M&S admits to staff data losses

A laptop belonging to Marks and Spencer was stolen in May 2007 it has been revealed

Marks and Spencer has announced that a laptop containing 26,000 staff member details was stolen last year, prompting the UK data protection watchdog, the Information Commissioner's Office (ICO), to take action against the firm.

“We have issued Marks and Spencer with an Enforcement Notice.
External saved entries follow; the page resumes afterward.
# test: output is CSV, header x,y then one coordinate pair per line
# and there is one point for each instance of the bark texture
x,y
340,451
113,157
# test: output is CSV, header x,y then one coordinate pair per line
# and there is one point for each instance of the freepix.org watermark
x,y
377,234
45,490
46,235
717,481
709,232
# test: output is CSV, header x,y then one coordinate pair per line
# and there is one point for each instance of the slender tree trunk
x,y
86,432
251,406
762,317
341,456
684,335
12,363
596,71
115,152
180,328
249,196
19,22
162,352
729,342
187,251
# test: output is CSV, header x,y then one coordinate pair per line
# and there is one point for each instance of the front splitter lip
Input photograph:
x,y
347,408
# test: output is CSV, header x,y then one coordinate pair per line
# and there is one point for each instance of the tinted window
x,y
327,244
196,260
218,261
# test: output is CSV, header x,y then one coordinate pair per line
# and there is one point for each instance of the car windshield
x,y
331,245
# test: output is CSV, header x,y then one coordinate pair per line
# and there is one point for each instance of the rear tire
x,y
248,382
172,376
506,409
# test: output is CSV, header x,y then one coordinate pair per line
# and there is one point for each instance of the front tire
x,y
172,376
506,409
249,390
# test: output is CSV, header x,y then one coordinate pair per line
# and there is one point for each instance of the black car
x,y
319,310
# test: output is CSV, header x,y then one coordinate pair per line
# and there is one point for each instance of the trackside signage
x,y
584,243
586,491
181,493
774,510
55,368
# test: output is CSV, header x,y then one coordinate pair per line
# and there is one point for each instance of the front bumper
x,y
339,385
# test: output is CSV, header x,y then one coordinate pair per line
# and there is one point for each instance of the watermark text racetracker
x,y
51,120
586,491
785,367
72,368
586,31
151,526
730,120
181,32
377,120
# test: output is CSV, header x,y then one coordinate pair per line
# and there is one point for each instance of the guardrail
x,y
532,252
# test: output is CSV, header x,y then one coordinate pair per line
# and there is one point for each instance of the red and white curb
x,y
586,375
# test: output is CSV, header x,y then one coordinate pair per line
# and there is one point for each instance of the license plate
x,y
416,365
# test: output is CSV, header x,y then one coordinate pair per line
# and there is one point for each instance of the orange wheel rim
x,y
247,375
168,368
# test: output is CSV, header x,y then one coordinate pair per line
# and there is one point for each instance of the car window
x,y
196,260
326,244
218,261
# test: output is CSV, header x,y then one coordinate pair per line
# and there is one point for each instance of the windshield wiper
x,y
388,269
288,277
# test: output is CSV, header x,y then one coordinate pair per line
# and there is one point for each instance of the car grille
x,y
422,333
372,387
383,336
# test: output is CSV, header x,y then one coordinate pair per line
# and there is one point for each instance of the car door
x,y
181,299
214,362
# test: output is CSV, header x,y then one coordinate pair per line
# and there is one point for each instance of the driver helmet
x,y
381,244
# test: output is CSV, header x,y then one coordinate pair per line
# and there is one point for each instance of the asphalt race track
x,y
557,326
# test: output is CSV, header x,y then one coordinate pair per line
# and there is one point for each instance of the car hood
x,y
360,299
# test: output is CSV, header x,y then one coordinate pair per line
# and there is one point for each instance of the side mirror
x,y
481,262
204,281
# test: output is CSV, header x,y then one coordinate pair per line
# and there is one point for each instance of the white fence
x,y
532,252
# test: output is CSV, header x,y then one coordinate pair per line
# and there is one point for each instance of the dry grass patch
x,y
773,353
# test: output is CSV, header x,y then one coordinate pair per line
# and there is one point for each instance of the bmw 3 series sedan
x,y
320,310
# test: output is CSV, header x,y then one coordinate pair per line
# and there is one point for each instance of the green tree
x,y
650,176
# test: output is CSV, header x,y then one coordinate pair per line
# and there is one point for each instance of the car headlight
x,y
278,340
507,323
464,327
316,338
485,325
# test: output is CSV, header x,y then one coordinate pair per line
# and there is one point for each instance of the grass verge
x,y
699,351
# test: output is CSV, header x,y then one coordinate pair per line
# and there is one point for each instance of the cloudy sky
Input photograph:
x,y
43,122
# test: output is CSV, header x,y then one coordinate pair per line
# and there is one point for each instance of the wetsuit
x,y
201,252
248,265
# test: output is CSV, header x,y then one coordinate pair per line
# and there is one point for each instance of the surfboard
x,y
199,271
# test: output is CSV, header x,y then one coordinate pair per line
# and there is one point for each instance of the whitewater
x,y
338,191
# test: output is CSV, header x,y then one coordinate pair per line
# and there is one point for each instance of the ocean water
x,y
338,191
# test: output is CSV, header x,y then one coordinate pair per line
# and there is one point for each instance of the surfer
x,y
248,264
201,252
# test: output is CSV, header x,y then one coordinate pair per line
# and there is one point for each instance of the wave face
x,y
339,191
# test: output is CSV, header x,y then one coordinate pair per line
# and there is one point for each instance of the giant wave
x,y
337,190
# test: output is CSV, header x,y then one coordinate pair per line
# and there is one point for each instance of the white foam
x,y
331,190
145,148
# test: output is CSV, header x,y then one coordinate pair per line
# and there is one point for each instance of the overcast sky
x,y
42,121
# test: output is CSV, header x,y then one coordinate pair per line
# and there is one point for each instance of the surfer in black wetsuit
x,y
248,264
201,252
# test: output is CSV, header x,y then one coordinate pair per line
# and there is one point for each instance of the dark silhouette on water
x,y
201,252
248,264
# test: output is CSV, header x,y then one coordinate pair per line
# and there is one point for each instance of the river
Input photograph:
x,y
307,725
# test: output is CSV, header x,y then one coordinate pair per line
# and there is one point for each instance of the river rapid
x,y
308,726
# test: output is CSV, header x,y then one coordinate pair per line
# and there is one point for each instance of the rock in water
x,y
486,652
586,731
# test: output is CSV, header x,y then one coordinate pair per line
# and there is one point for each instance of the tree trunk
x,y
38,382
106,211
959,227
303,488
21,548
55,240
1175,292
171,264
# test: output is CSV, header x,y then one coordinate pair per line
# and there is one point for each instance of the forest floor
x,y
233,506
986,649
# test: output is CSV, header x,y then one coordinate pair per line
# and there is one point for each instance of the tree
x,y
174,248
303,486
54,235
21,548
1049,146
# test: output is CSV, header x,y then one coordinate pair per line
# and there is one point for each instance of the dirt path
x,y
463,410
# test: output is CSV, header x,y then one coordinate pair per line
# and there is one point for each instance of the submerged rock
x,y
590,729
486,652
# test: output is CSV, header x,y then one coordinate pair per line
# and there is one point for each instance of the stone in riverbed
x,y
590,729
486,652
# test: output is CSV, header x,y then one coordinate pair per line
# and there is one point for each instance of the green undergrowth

They have to encrypt all of their laptops containing personal data by April 2008. If they proceed not to do so, they will be prosecuted,” said an ICO spokeswoman.

The spokewoman went on to say, “We want companies to take data protection seriously, and it is good to see that companies are more frequently stepping forward to make sure they are securely protecting their data,”

“In regards to the Marks and Spencer case, it has brought light to the issue of data protection.”

The ICO has once again called for more enforcement and investigation powers, following this, and other recent incidents. Other recent data losses include the loss of a MoD Royal Navy laptop, containing the personal details of 600,000 people. It was then admitted that two other laptops had also gone missing in December 2000 and October 2006.

The HMRC also lost 25m child benefit-recipients data as well as the personal details of 6,500 pensioners in Cardiff.

The Ministry of Justice has also had a recent data breach, losing four CDs containing the personal information of alleged victims and witnesses.

However, according to experts, some firms are wary of putting too much control on their data, with many admitting that they are wary of too much encryption.

Geoffrey Finlay, chief executive at nCipher, said in a statement, “Companies fear encryption may open Pandora’s box.” But warned firms that the alternative is much worse. However, he added, “With a well planned deployment, supported by strong key management and access controls it is not a difficult barrier to overcome.”